Doda Browser's tree visualizer shows recursion depth and stack usage during traversal. DodaZIP archives algorithm runtime profiles. Durga Antivirus Pro detects stack overflow patterns that could be exploited for denial of service.

Common Mistakes with tree recursion depth

  1. Using return to exit a function early instead of wrapping a pure value in the monad
  2. Mixing let bindings with <- bindings in do notation, producing type errors
  3. Overlapping type class instances that cause GHC to reject the program with ambiguous dispatch errors

These mistakes appear frequently in real-world DS code. DodaTech's contributors have identified these patterns through analysis of open-source projects and production systems.

Practice Exercise

Write a pure function that safely divides two integers using Maybe, then test it with edge cases like division by zero and negative numbers.

This exercise reinforces the concepts covered in this guide. Try implementing it before checking online solutions.

FAQ

What is the maximum recursion depth in C++?

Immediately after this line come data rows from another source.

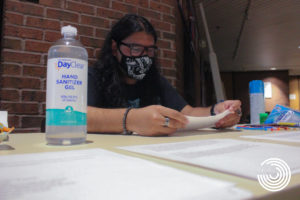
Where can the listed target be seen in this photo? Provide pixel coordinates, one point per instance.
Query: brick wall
(30, 28)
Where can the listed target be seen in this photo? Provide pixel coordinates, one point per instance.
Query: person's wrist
(130, 120)
(213, 110)
(126, 130)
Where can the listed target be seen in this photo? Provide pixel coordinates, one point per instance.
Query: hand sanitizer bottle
(66, 99)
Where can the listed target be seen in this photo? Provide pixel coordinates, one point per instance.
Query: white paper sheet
(204, 122)
(100, 174)
(287, 136)
(232, 156)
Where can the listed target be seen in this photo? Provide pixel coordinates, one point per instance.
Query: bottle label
(66, 92)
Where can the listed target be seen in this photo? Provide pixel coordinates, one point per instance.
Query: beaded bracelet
(212, 109)
(125, 131)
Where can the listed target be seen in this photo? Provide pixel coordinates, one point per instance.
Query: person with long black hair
(126, 92)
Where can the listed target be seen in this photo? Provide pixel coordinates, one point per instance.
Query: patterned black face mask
(136, 67)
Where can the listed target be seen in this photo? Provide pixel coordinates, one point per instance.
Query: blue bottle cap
(256, 86)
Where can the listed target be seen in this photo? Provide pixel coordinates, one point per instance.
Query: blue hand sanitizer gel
(66, 101)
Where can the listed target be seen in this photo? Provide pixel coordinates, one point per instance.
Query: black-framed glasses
(139, 50)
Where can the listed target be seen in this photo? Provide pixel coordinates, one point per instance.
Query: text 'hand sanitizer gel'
(66, 103)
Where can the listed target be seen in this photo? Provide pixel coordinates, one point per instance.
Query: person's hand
(151, 120)
(235, 107)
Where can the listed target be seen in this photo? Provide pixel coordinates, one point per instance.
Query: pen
(289, 124)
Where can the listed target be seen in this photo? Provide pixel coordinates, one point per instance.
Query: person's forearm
(105, 120)
(196, 111)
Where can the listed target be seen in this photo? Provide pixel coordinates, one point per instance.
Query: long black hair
(107, 68)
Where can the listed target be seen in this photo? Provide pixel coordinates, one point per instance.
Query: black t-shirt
(168, 98)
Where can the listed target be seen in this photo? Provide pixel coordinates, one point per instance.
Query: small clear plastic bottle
(257, 100)
(66, 101)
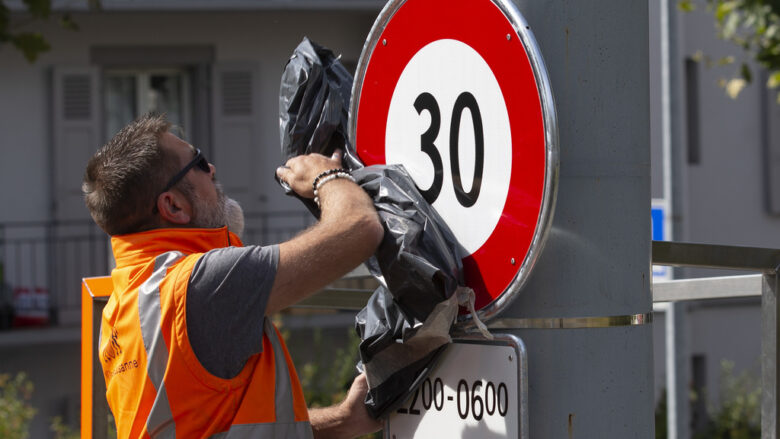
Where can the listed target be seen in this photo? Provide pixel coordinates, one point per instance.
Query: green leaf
(774, 80)
(730, 26)
(39, 8)
(31, 44)
(745, 72)
(725, 9)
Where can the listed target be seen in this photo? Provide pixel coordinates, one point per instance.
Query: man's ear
(174, 208)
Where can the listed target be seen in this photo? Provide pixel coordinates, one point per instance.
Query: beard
(224, 212)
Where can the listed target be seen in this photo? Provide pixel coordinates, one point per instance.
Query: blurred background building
(214, 68)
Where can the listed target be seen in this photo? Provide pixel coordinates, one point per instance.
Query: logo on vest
(111, 352)
(113, 349)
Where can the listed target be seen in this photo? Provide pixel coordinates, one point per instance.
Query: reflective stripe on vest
(160, 423)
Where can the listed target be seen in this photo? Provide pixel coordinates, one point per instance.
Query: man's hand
(299, 172)
(347, 234)
(348, 419)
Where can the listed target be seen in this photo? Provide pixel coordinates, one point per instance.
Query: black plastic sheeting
(407, 320)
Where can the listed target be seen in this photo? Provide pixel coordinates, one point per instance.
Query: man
(185, 345)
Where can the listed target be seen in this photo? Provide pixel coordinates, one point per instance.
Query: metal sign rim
(549, 116)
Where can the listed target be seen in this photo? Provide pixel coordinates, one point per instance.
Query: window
(131, 93)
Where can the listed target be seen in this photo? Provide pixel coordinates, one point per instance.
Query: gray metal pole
(769, 357)
(594, 382)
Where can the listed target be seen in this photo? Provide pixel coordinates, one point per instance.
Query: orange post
(94, 290)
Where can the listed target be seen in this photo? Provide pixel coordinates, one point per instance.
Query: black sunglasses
(198, 160)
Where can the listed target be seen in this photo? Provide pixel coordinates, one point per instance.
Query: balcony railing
(42, 263)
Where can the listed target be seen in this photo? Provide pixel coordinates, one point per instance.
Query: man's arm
(348, 419)
(347, 234)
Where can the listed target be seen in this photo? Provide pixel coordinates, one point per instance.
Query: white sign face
(473, 393)
(448, 125)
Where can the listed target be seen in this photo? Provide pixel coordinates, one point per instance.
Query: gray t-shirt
(226, 300)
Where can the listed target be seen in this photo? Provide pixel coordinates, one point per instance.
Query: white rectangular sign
(477, 390)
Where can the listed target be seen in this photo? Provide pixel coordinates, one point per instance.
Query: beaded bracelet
(323, 174)
(330, 177)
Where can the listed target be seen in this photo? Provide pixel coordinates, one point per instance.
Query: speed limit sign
(457, 92)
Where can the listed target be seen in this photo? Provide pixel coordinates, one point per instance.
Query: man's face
(210, 208)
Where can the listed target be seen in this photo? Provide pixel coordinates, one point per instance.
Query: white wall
(264, 37)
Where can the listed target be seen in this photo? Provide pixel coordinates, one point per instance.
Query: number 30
(426, 101)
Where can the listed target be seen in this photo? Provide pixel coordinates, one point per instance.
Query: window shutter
(76, 136)
(236, 149)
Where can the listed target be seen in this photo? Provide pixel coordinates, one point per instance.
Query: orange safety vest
(156, 387)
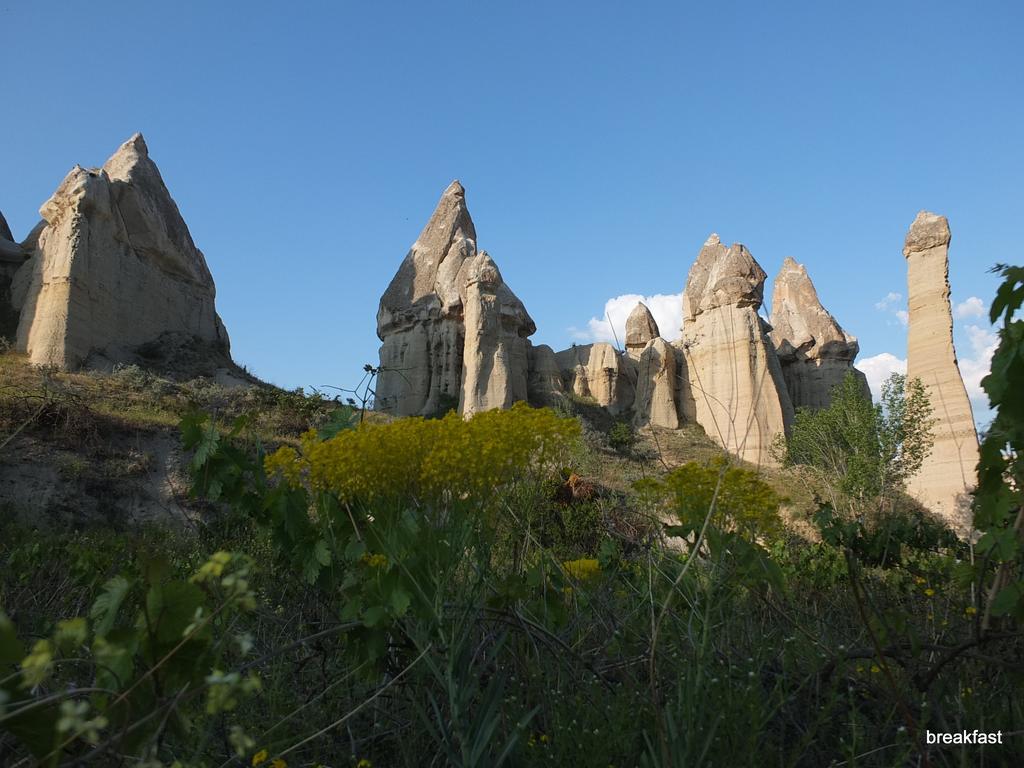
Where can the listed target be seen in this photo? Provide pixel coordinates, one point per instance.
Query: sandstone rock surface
(114, 267)
(598, 371)
(640, 329)
(655, 395)
(814, 351)
(452, 332)
(736, 381)
(948, 474)
(544, 384)
(420, 315)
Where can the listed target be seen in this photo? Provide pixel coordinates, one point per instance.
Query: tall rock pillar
(738, 391)
(815, 353)
(949, 472)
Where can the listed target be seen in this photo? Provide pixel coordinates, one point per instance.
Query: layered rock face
(452, 332)
(544, 383)
(654, 400)
(655, 396)
(738, 390)
(598, 371)
(948, 473)
(495, 357)
(814, 351)
(114, 267)
(640, 329)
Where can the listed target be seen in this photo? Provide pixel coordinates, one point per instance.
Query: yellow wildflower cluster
(429, 459)
(583, 569)
(374, 561)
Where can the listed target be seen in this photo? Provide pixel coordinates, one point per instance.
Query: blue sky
(600, 143)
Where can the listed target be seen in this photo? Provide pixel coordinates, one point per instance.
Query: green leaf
(206, 446)
(398, 600)
(322, 553)
(1010, 600)
(354, 550)
(374, 615)
(171, 607)
(108, 603)
(11, 650)
(115, 663)
(71, 634)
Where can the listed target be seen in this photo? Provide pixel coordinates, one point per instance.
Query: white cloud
(892, 303)
(879, 368)
(667, 308)
(975, 367)
(888, 301)
(970, 307)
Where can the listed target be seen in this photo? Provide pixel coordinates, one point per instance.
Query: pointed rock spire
(453, 332)
(948, 473)
(735, 379)
(640, 328)
(113, 268)
(495, 360)
(814, 351)
(655, 395)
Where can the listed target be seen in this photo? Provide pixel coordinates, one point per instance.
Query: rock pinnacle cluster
(454, 335)
(112, 267)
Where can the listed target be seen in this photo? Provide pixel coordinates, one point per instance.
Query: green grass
(495, 652)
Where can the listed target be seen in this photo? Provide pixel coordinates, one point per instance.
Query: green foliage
(726, 509)
(864, 452)
(150, 646)
(622, 437)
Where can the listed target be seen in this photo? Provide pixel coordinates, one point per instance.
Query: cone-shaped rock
(420, 315)
(948, 473)
(113, 268)
(497, 326)
(453, 333)
(655, 396)
(544, 384)
(640, 329)
(737, 386)
(814, 351)
(598, 371)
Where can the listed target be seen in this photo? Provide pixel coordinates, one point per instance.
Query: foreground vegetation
(437, 592)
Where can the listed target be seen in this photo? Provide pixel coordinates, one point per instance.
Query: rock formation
(544, 384)
(815, 353)
(738, 390)
(655, 396)
(453, 332)
(495, 357)
(114, 267)
(640, 329)
(598, 371)
(948, 473)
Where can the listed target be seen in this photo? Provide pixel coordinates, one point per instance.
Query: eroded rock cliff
(114, 268)
(737, 387)
(948, 473)
(453, 333)
(814, 351)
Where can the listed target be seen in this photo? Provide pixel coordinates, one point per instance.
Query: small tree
(863, 452)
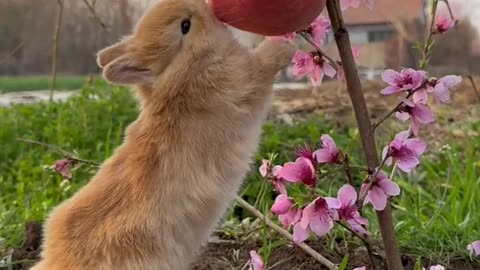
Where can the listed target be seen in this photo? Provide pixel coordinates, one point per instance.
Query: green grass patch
(32, 83)
(437, 214)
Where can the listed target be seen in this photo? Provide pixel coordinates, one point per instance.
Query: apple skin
(267, 17)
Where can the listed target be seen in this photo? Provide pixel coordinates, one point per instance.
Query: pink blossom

The default stack size is typically 1-8 MB depending on the platform and compiler. Each function call uses some stack space. For simple recursive functions, you might get 10,000-100,000 calls before overflow.

How do I convert a recursive tree traversal to iterative?

Use an explicit stack (for DFS) or queue (for BFS). Push nodes onto the stack with state information (visited flag) to simulate the call stack. The iterative version uses heap memory instead of stack memory.

What is tail recursion and how does it help?

Tail recursion occurs when the recursive call is the last operation in the function. Compilers can optimize tail recursion by reusing the current stack frame, preventing stack growth. Not all tree traversals are tail-recursive.